Saya akan mengambil salah satu pendapat ulama terbesar Indonesia yaitu Buya Hamka untuk mewakili pandangan yang membolehkan pernikahan lintas agama ini antara pria muslim dan wanita non Islam dengan dalil surat Al Maidah ayat 3 dan pendapat ulama tafsir tersebut:
“ diterangkan bahwa kamu orang mu’min halal kawin dengan perempuan yang mu’minat dan halal pula kawin dengan perempuan Ahlul Kitab. Asal telah selesai di bayar maharnya. Dengan demikian teranglah bahwa seorang mu’min selain boleh mengawini perempuan sesama Islam, kalau ada jodoh dan nasib boleh pula mengawini perempuan Ahlul Kitab; Yahudi dan Nasrani. Artinya dengan tidak usah dia masuk Islam terlebih dahulu, sebab dalam hal agama tidak ada paksaan, sebagaimana yang telah dijelaskan dalam s urat Al Baqarah ayat 256 “.

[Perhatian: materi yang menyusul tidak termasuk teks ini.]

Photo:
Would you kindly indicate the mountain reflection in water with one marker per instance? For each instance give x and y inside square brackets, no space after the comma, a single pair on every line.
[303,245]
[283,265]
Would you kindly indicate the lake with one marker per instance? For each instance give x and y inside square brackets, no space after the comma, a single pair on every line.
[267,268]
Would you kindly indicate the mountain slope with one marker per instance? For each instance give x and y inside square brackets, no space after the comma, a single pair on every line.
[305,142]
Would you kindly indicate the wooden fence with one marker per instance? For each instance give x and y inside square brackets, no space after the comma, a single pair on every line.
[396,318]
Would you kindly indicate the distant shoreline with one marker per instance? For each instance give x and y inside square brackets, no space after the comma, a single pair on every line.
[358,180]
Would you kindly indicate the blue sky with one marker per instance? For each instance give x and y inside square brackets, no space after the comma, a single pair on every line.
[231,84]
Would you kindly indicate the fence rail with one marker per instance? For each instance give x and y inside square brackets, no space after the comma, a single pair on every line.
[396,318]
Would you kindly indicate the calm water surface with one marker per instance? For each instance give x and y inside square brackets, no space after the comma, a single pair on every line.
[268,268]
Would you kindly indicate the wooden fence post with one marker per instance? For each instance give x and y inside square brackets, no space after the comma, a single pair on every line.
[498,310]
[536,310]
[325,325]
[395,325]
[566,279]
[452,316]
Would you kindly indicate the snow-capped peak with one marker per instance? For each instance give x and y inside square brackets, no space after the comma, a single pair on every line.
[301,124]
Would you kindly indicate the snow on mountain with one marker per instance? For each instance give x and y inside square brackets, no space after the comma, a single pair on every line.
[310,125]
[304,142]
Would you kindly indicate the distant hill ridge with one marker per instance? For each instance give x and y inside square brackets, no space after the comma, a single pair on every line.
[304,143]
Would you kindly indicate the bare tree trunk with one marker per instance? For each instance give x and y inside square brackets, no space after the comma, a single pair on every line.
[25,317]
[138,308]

Adapun pendapat Abdullah Yusuf Ali sebagai berikut:
“Islam is not exclusive. Social intercourse, including inter-marriage, is permitted with the People of the Book. A muslim man may marry a woman from their ranks on the same terms as he would marry a Muslim woman.”
Yang menjadi masalah sekarang adalah, di dalam Undang-Undang Perkawinan (UU No. 1 tahun 1974) tidak di benarkan adanya nikah beda agama (perkawinan campur), hal ini ditegaskan dalam pasal 2 ayat 1 bahwa pernikahan adalah adalah sah apabila dilaksanakan dengan agama dan kepercayaanya masing-masing serta pasal 40 huruf “c” dan pasal 44 Kompilasi Hukum Islam (KHI). Sebagai orang Indonesia tentunya kita harus mengikuti hukum yang berlaku di Indonesia mengenai hal yang demikian. Secara syariat maka pernikahan ini adalah mubah (boleh), tetapi kita jangan lupa terdapat hukum positif yang tidak melegalkan hal ini. Wallahu ‘alam bi showab.